Gunzenhäuserin engagiert sich in Namibia

21.1.2017, 07:28 Uhr
Gunzenhäuserin engagiert sich in Namibia

© Stefanie Braun

Für die Konrad-Adenauer-Stiftung (KAS) ist sie in Namibia die Verantwortliche für das Projekt „One World, No Hunger – Eine Welt ohne Hunger“. Den südafrikanischen Staat hat die 31-Jährige bereits als Austauschstudentin und als Praktikantin der KAS im Referendariat kennen und lieben gelernt.

In Namibias heißen Sommermonaten, Dezember und Januar, hat Stefanie Braun einen Kurztrip nach Deutschland unternommen. Da selbst im Winter die Temperaturen dort selten unter 20 Grad Celsius sinken, beginnt man sogar die triste, feucht-kalte Jahreszeit hierzulande zu vermissen. Und Weihnachten! „In den Shopping-Malls stehen zwar geschmückte Plastikbäume, aber so richtig Weihnachtsstimmung kommt im Sommer nicht auf“, berichtet die quirlige junge Frau.

Obwohl Namibia ein christliches Land ist, und bis zum Ende des Ersten Weltkriegs eine deutsche Kolonie war, kennt man dort keine Geschenketradition oder Weihnachtsessen mit der Familie. Aber das hat die 31-Jährige so sehr vermisst, dass sie nun eine Urlaubsreise nach Gunzenhausen unternommen hat. Neben Familie, Plätzchen und Geschenken gibt es momentan sogar noch Schnee obendrein.

Teilhabe von Frauen

Gunzenhäuserin engagiert sich in Namibia

© Stefanie Braun

Mitte Januar geht es wieder zurück nach Namibia, in die Hauptstadt Windhoek, wo Stefanie Braun mit ihrem Freund und Hund „ganz normal“ in einem Reihenhaus wohnt und wo ihr Arbeitgeber, die KAS, einen seiner Auslandssitze hat. Die Stiftung, die politisch der CDU nahe steht, nennt Freiheit, Gerechtigkeit und Solidarität als ihre Leitprinzipien. Sie leistet keine finanzielle Unterstützung, sondern trägt zur politischen und zur Demokratiebildung bei; durch „gesellschaftspolitische Aus- und Fortbildungsprogramme“, wie die KAS auf ihrer Homepage schreibt, fördert sie die Festigung der „demokratischen Verfassung sowie die sozio-ökonomische und politische Teilhabe von Bürgern“, besonders von Frauen.
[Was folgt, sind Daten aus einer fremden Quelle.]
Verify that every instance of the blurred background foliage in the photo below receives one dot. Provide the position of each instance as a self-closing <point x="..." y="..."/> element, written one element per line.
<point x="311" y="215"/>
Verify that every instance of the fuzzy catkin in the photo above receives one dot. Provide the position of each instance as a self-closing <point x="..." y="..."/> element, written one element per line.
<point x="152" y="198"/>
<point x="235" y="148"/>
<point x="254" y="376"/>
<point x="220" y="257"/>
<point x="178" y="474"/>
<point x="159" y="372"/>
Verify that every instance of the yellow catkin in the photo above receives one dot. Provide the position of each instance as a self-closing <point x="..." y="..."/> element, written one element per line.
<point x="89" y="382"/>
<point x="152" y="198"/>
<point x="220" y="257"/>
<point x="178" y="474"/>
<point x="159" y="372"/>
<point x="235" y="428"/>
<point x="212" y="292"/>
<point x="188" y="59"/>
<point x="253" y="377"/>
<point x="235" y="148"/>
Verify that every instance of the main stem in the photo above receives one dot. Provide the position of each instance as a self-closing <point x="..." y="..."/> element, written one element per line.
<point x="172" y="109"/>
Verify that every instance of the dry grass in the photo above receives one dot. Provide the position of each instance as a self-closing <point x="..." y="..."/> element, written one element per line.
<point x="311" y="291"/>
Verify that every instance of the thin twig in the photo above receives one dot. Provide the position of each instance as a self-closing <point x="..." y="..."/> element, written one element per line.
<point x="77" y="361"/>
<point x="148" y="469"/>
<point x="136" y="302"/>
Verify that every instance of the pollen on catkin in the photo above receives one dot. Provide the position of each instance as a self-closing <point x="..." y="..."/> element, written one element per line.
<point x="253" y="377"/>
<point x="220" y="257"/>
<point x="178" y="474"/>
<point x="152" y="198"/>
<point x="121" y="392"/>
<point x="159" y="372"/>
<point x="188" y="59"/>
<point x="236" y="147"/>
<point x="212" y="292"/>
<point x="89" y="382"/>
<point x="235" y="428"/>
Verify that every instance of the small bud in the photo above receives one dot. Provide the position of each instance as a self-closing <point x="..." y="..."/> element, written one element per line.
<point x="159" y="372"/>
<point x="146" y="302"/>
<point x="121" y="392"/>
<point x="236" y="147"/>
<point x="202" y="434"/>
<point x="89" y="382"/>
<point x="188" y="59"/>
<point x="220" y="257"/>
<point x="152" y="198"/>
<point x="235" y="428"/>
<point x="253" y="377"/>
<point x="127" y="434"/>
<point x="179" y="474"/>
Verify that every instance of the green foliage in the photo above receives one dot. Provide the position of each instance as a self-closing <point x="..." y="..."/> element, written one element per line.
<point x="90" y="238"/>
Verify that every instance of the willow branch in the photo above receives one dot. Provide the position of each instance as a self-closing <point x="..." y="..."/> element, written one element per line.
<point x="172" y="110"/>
Um Letztgenannte geht es auch bei der Unternehmung „Eine Welt ohne Hunger“ – Zielgruppe sind verwitwete oder alleinlebende Frauen. Das Projekt ist ein bisschen umständlich unterschrieben mit „Stärkung von Landnutzungs- und Landbesitzrechten von Frauen in Subsahara-Afrika“ – und wer sich hier gelangweilt gähnend und überfordert von der etwas trockenen Formulierung abwendet, hat Stefanie Braun noch nicht davon erzählen hören.

Ihr Wissen über Land und Leute ist beeindruckend und könnte im Erdkundeunterricht schlafende Schüler von den Stühlen reißen. Beeindruckend ist auch die Arbeitsleistung, die sie als Projektmanagerin vollbringt, nur mit Absai Kashululu an ihrer Seite, der als Dolmetscher für die weit verbreitete Bantusprache Oshivambo fungiert, und der Women’s Action for Development als Partner.

Gunzenhäuserin engagiert sich in Namibia

© KAS

Der Norden Namibias ist der fruchtbare Teil des Landes und somit am dichtesten besiedelt. „Es ist kommunales Land, das zur Bewirtschaftung frei gestellt wird“, erklärt Braun. Man stellt einen Antrag auf Landnutzung beim Chief des Dorfes und bekommt eine Fläche von maximal 50 Hektar zugeteilt, die man dann 99 Jahre lang bewirtschaften darf. „Weideland, Ackerbau oder Wohnsitz“, dafür wird das Land genutzt.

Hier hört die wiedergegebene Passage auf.